Looks like a Silver Fox to me.  Perhaps it's a mix and the owners only knew the NZ part of the mix? That would explain it.


----------



## Roll farms (Dec 4, 2012)

We bred a white NZ to a silver fox and our kits looked a lot like that.  Some of them the fur acted like SF, some it didn't.


----------



## Robo Buck (Dec 4, 2012)

I would like to breed it back to my  white New Zealand Buck do you guys know what would happen ? Because if it is a New Zealand x Silver fox  would the color change if it was crossed back to a New Zealand ?


----------



## Bunnylady (Dec 4, 2012)

That is NOT a Silver Fox, it's a steel. The Silver Fox is a solid colored rabbit with a lot of white hairs in its coat; a steel has hairs that are mostly dark, but are ticked with a lighter color. I haven't done a lot of New Zealand breeding, but when I outcrossed a New Zealand White to my Harlequins, I got steel babies. Others have told me of similar results; apparently steel is common in NZW's.

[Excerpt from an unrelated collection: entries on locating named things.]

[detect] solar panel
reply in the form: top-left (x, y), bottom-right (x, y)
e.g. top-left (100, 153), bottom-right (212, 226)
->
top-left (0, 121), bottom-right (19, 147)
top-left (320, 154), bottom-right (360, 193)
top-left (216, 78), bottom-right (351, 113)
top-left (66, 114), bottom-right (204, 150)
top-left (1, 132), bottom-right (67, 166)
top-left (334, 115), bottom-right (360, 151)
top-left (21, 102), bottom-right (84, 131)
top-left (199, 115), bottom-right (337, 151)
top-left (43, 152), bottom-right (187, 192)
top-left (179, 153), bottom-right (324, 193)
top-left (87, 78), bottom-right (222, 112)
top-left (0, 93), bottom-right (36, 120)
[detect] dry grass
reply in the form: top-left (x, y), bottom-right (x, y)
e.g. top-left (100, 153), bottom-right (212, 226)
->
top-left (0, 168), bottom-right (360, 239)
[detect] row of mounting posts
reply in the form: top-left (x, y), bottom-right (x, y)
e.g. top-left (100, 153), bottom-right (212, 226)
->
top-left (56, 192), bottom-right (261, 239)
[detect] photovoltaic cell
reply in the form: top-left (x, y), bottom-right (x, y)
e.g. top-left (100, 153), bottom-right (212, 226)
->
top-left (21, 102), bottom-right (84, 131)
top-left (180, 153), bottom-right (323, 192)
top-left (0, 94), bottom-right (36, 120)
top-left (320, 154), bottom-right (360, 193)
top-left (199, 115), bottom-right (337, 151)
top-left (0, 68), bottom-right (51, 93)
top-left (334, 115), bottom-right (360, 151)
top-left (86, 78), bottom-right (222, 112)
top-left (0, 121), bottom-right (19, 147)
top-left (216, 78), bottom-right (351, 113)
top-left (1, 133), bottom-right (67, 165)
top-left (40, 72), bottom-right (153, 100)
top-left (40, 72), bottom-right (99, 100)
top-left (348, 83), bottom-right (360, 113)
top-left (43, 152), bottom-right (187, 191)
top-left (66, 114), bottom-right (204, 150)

Steel is a weird gene. It occurs at the E locus, and you only see the steel coloring when it is paired with the normal full color gene at that locus. Any other combination usually winds up looking like a black self. If you breed this doe to your NZW buck, you will probably get some REW's, some steels, and some that are solid black like this doe's littermates.

This is a Silver Fox:


----------



## Prairiechick (Dec 4, 2012)

Bunnylady said:
			
		

> That is NOT a Silver Fox, it's a steel. The Silver Fox is a solid colored rabbit with a lot of white hairs in its coat; a steel has hairs that are mostly dark, but are ticked with a lighter color. I haven't done a lot of New Zealand breeding, but when I outcrossed a New Zealand White to my Harlequins, I got steel babies. Others have told me of similar results; apparently steel is common in NZW's.
> 
> Steel is a weird gene. It occurs at the E locus, and you only see the steel coloring when it is paired with the normal full color gene at that locus. Any other combination usually winds up looking like a black self. If you breed this doe to your NZW buck, you will probably get some REW's, some steels, and some that are solid black like this doe's littermates.
> 
> ...


As usual, you make a lot of sense.  Looking at the picture of the SF, you can see the OPs rabbit has a more solid head.


----------



## Robo Buck (Dec 4, 2012)

Ok thank you Bunnylady


----------



## DianeS (Dec 4, 2012)

Bunnylady, it's amazing how much detail you can see from a single photograph. I completely understand your explanation of white tips vs white hairs, but I just can't see the difference in that photo. I'm glad you chime in on these!


----------



## Bunnylady (Dec 5, 2012)

It is a bit subtle, but the difference in the size of the light spots on the coat does create a different look. Also, the OP's rabbit looks to be gold-tipped rather than silver, which is a definite give away! 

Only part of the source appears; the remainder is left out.